There are various types of RDFs. But the most frequently used in terms of semantic web is N-triples RDFs. N-Triples is a line-based, plain text format for representing the correct answers for parsing RDF/XML test cases as part of the RDF Core working group. The conversion of all *data properties * & object properties was implemented through the scripts :
- Person class : name-triples.py
<<Preson>> <<data prop>> <<value>> (900 MB)
<<Preson>> <<obj prop (is role of)>> <<Movie>> (3.9 GB)
- Movie class : title-triples.py
<<Movie>> <<data prop>> <<value>> (980 MB)
<<Movie>> <<obj prop (has role of)>> <<Person>> (3.9 GB)

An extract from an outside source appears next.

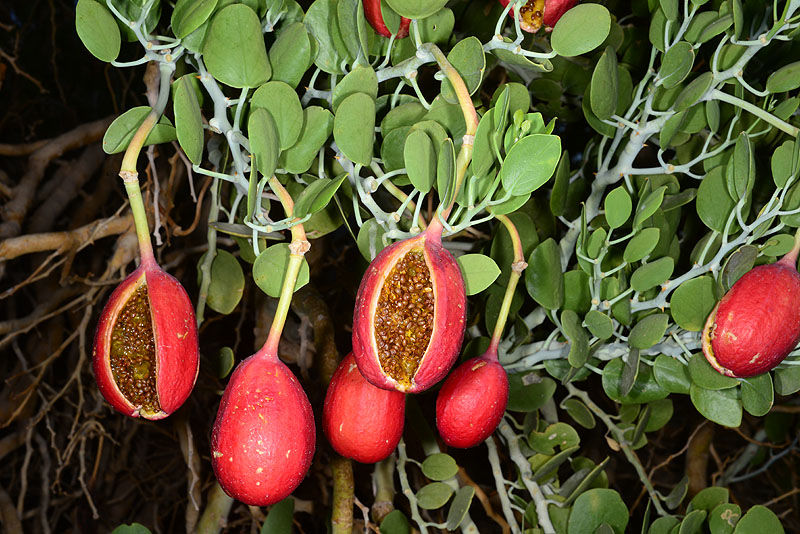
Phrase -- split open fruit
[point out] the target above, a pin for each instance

After we properly configured database/virtuoso.ini file we correctly loaded the N-triples RDFs into a Semnatic Database through the Virtuoso. Now we are ready to execute the SPARQL queries. SPARQL is a rdf query languagef for semantic databases.
DBpedia is a knowledge graph containing informations extracted from wikipedia . In this project DBpedia is used to perform named entity recognition. In other word, to find class of entities (e.g., Italia is a country/PopulatedPLace.. or B.Obama is a President/Person..)
Loosely, you could describe Wikidata as Wikipedias database with over 46million data items (April 2018). Like Wikipedia, there are all kinds of data stored in Wikidata. As such, when you are looking for a specific dataset or if you want to answer a curious question, it can be a good start looking for that data at Wikidata first.